In the instant case, three witnesses offered evidence directly relevant to the accident in question. Defendant testified that the road on which the accident occurred had been freshly scraped, and that he had driven on the scraped portion for “maybe a mile” and was traveling at a maximum speed of 15 miles per hour when he came to a curve, encountered loose gravel, lost control of the truck, and ran into an embankment. A State Trooper who investigated the accident testified that the road on which the accident occurred was narrow and “curvey,” with no shoulder and a “pretty steep” grade. Trooper Hollifield stated that there was *330gravel “all over the road.” The witness added that, at the time of his investigation, defendant told him he was traveling at approximately twenty-five miles per hour when the accident occurred. Defendant’s brother, the third witness with knowledge of the accident, testified that defendant was not driving “too fast” or in a reckless fashion. We think it clear that this evidence does not permit “conflicting inferences” as to plaintiffs intestate’s contributory negligence. The record is devoid of evidence tending to show that plaintiff was aware, or in the exercise of due care should have been aware, of negligent behavior on the part of defendant, or that plaintiff had opportunity to remonstrate with defendant prior to the accident. Indeed, assuming the evidence established such notice and opportunity, the result would be the same because the record contains no evidence tending to show that plaintiff did not in fact so remonstrate. Defendant had the burden of proof on the issue of plaintiffs intestate’s contributory negligence and, having failed to introduce any evidence in support of his contentions in this regard, was not entitled to have the jury consider the question.
 Defendant points to two pieces of evidence which, he contends, support submission of the issue of decedent’s contributory negligence to the jury. First, defendant argues that the evidence shows that defendant had been drinking beer prior to the accident, and that Mr. Watson was aware of this. We do not find defendant’s contention persuasive. The evidence showed that defendant had consumed three to five beers in a seven-to-eight-hour period, drinking the last one some two hours prior to the accident. There is no evidence that defendant’s ability to operate the truck at the time of the accident was in any way impaired by the beer that he consumed two hours earlier. Defendant also puts much emphasis on testimony by the decedent’s daughter that defendant was driving “too fast and weaving” some seven hours prior to the accident. We hold this evidence too remote as a matter of law, Corum v. Comer, 256 N.C. 252, 123 S.E. 2d 473 (1962), and insufficient to raise an inference of decedent’s contributory negligence.
 Plaintiff also contends that the court erred in denying plaintiffs motion for a directed verdict on the issue of defendant’s negligence, arguing that defendant was barred from relitigating the issue of his negligence by the doctrine of res judicata, since *331the issue of defendant’s negligence was answered at the first trial in favor of plaintiff.
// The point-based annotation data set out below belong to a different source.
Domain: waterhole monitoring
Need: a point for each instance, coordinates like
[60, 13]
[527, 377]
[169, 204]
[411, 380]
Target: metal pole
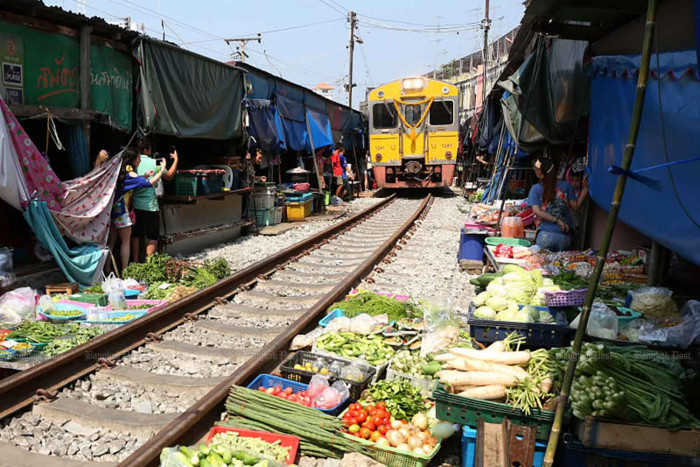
[607, 235]
[351, 47]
We do not agree. When this Court remanded the case for a new trial because of an error in the instructions with respect to contributory negligence, it is clear the court did not err in retrying the issue of defendant’s negligence. The issues of negligence, contributory negligence, and damage were so “inextricably interwoven” that a new trial on all issues was required. See Robertson v. Stanley, 285 N.C. 561, 206 S.E. 2d 190 (1974). Likewise, upon remand for a new trial because there is no evidence in this record to warrant submitting the issue of contributory negligence, there must be a new trial on the issues of defendant’s negligence, if any, and plaintiffs damages.
Chief Judge VAUGHN and Judge Wells concur.